L’AT quindi si caratterizza come approccio prevalentemente analitico. Essa, a partire dalla rielaborazione in termini fenomenologici della concezione degli Stati dell’Io, argomento strettamente collegato alla stessa psicoanalisi, estende il suo contenuto teorico alle leggi e alla pratica della comunicazione, alle transazioni, alla teoria dei giochi psicologici e al copione di vita, il piano deciso nell’infanzia che condiziona e governa la vita dell’uomo.

La parentela con la psicoanalisi è senza dubbio molto stretta, tanto che Carlo Moiso e Michele Novellino rivendicano l’esistenza di una vera e propria scuola psicodinamica in seno alla comunità analitico transazionale.

L’AT fa parte delle correnti della psicologia umanistico-esistenziale (Maslow, Rogers, Perls, Allport). All’interno di questa, essa si discosta dalla concezione medica della “guarigione da una malattia“. La sofferenza psichica: “rappresenta un blocco nella crescita e sviluppo del potenziale psicofisico dell’essere umano”(Novellino 2003).  Nell’ambito psicoterapeutico l’AT è utilizzata nel trattamento di disturbi psicologici di ogni tipo, dalle nevrosi a buon funzionamento alle psicosi gravi ed è un metodo di psicoterapia individuale, di coppia, di gruppo e familiare.

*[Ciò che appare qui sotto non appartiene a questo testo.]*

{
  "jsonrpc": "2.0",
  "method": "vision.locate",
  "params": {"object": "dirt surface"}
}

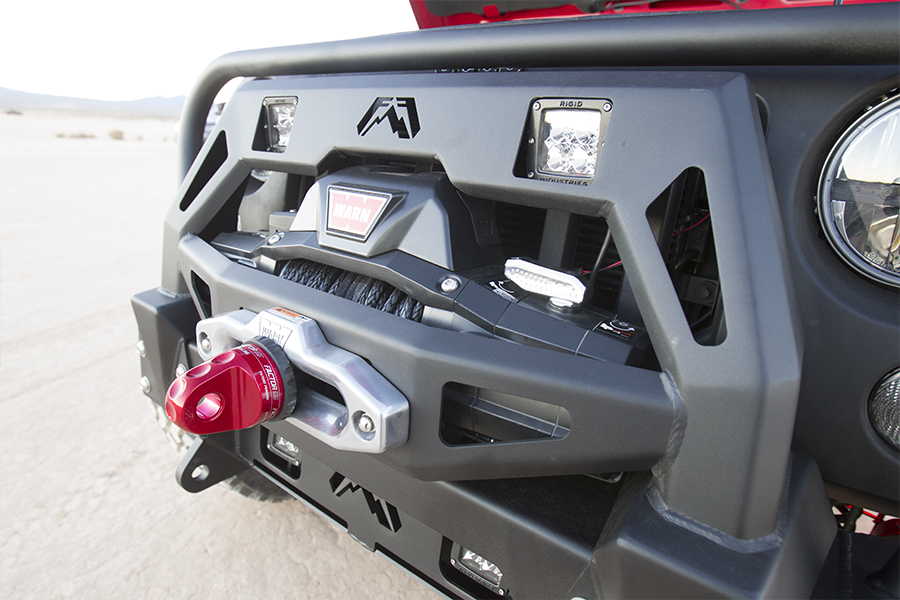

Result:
[0,114,439,599]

L’analisi transazionale sta subendo negli ultimi anni un ulteriore sviluppo, soprattutto ad opera di studiosi anglosassoni, verso una rielaborazione teorica basata sul confronto con le più recenti acquisizioni operate dalle neuroscienze, in particolare le basi neurofisiologiche degli stati dell’io, l’accesso alle memorie implicite e la formazione delle memorie episodiche.